这一步需要用到HttpClient,下载到的压缩文件里有多个Lib,我们只需要使用到其中的 httpcore-4.4.9.jar、 httpclient-4.5.5.jar、 commons-logging-1.2.jar。
这时候需要知道正方教务系统验证码的链接,一般都是正方教务系统链接后面加上/CheckCode.aspx就是验证码的获取路径。
通过MySetting类可以方便的更改核心的参数。这里稍微说明下,建议先获取100张验证码照片,之后按照教程的过程进行;之后再获取500张验证码照片,再按照教程的过程进行一遍;最后获取1000张验证码照片,再进行一遍。这样借助循序渐进的过程,可以减少人力的付出,减少操作过程的人为错误,最后也可拥有丰富的字模。

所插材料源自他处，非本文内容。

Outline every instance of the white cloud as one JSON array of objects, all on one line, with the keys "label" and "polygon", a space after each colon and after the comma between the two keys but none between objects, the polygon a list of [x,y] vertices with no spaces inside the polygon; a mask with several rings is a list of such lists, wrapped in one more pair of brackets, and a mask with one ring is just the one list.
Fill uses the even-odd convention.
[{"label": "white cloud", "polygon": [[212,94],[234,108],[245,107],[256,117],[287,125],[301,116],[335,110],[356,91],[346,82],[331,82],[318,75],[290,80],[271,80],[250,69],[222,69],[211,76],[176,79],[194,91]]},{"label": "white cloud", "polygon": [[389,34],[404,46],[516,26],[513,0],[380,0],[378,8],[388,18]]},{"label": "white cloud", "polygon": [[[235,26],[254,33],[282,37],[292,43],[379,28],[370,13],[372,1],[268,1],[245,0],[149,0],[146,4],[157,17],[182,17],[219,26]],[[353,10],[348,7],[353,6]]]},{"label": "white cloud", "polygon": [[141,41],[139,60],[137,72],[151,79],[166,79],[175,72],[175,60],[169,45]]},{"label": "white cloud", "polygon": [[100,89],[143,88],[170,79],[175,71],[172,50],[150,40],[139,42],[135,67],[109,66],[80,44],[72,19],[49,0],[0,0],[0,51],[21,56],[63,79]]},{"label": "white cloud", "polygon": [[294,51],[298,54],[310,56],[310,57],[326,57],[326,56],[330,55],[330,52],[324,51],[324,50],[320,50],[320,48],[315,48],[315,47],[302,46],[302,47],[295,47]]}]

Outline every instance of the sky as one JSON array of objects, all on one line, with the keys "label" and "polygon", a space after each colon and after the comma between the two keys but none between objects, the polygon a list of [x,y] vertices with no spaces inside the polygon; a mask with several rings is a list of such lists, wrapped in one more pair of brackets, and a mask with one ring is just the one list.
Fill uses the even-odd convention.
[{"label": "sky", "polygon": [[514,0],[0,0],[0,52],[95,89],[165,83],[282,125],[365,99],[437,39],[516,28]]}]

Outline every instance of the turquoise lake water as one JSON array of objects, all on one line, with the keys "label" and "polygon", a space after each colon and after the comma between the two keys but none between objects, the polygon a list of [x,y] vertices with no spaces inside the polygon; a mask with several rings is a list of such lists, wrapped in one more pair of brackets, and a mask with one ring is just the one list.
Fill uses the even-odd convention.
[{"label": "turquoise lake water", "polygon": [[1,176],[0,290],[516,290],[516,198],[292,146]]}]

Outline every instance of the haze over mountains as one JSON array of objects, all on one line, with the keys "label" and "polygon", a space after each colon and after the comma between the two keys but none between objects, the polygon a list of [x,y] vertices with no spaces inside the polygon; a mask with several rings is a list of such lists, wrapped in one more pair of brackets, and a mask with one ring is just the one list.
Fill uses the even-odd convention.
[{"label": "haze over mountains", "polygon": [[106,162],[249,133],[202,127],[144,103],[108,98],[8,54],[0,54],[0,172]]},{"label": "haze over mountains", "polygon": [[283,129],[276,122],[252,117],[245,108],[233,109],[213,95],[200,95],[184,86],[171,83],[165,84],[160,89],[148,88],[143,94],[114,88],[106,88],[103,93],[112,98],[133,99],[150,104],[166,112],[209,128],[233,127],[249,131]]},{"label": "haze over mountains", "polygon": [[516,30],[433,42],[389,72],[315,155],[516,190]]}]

另外需要额外执行一次,将验证码图片保存至RES\imgTEST中,以备最后进行准确率检测。
package getCode;
public class MySetting {
public static String IMG_1K = "RES\\img1K\\";
// 从正方教务验证码直接获取的验证码GIF格式图片
public static String IMG_TEST = "RES\\imgTEST\\";
// 验证码识别测试集
public static String SECRETCODE_URL = "http://jwxt.domain.edu.cn/CheckCode.aspx";
// 正方教务验证码URL链接
}
package getCode;
import java.io.File;
import java.io.FileOutputStream;
import java.io.IOException;
import org.apache.http.client.methods.CloseableHttpResponse;
import org.apache.http.client.methods.HttpGet;
import org.apache.http.impl.client.CloseableHttpClient;
import org.apache.http.impl.client.HttpClients;
public class getCodeIMG {
public static void main(String[] args) throws IOException {
for (int i = 0; i < 1000; i++) {
String SECRETCODE_URL = MySetting.SECRETCODE_URL;
HttpGet secretCodeGet = new HttpGet(SECRETCODE_URL);
CloseableHttpClient client = HttpClients.createDefault();
CloseableHttpResponse responseSecret = client.execute(secretCodeGet);
FileOutputStream fileOutputStream = new FileOutputStream(new File(MySetting.IMG_1K + "Code" + i + ".gif"));
responseSecret.getEntity().writeTo(fileOutputStream);
fileOutputStream.close();
System.out.println("Code" + i + ".gif");
}
System.out.println("Finish!");
}
}
到这里,我们就很快的获取了100张/500张/1000张的验证码的GIF照片了。
这步应该是可有可无的,由于起初想借助腾讯优图辅助我完成验证码图片的标签添加,因此我先将验证码图片从GIF转换为PNG格式。
package getCode;
public class MySetting {
public static String IMG_1K = "RES\\img1K\\";
// 从正方教务验证码直接获取的验证码GIF格式图片
public static String IMG_PNG_1K = "RES\\imgPNG1K\\";
// PNG格式的验证码图片
public static String IMG_TEST = "RES\\imgTEST\\";
// 验证码识别测试集
public static String IMG_PNG_TEST = "RES\\imgPNGTEST\\";
// PNG格式验证码识别测试集
public static String SECRETCODE_URL = "http://jwxt.domain.edu.cn/CheckCode.aspx";
// 正方教务验证码URL链接
}
package getCode;
import java.io.File;
import java.io.FileOutputStream;
import java.io.IOException;
import java.io.OutputStream;
import javax.imageio.ImageIO;
public class gifToPNG {
public static void main(String[] args) throws IOException {
for (int i = 0; i < 1000; i++) {
OutputStream out = new FileOutputStream(MySetting.IMG_PNG_1K + "Code" + i + ".png");
ImageIO.write(ImageIO.read(new File(MySetting.IMG_1K + "Code" + i + ".gif")), "png", out);
out.close();
System.out.println("Now:" + i);
}
System.out.println("Finish");
}
}
这时已经在RES\imgPNG1K文件下获得了所有PNG格式的文件了。
正方教务系统的验证码总体来看,是比较好进行处理的。四个字符的颜色均为纯蓝色,因此只需要去除背景上的噪点,再进行二值化处理为黑白图片,最后进行分割图片即可得到字模。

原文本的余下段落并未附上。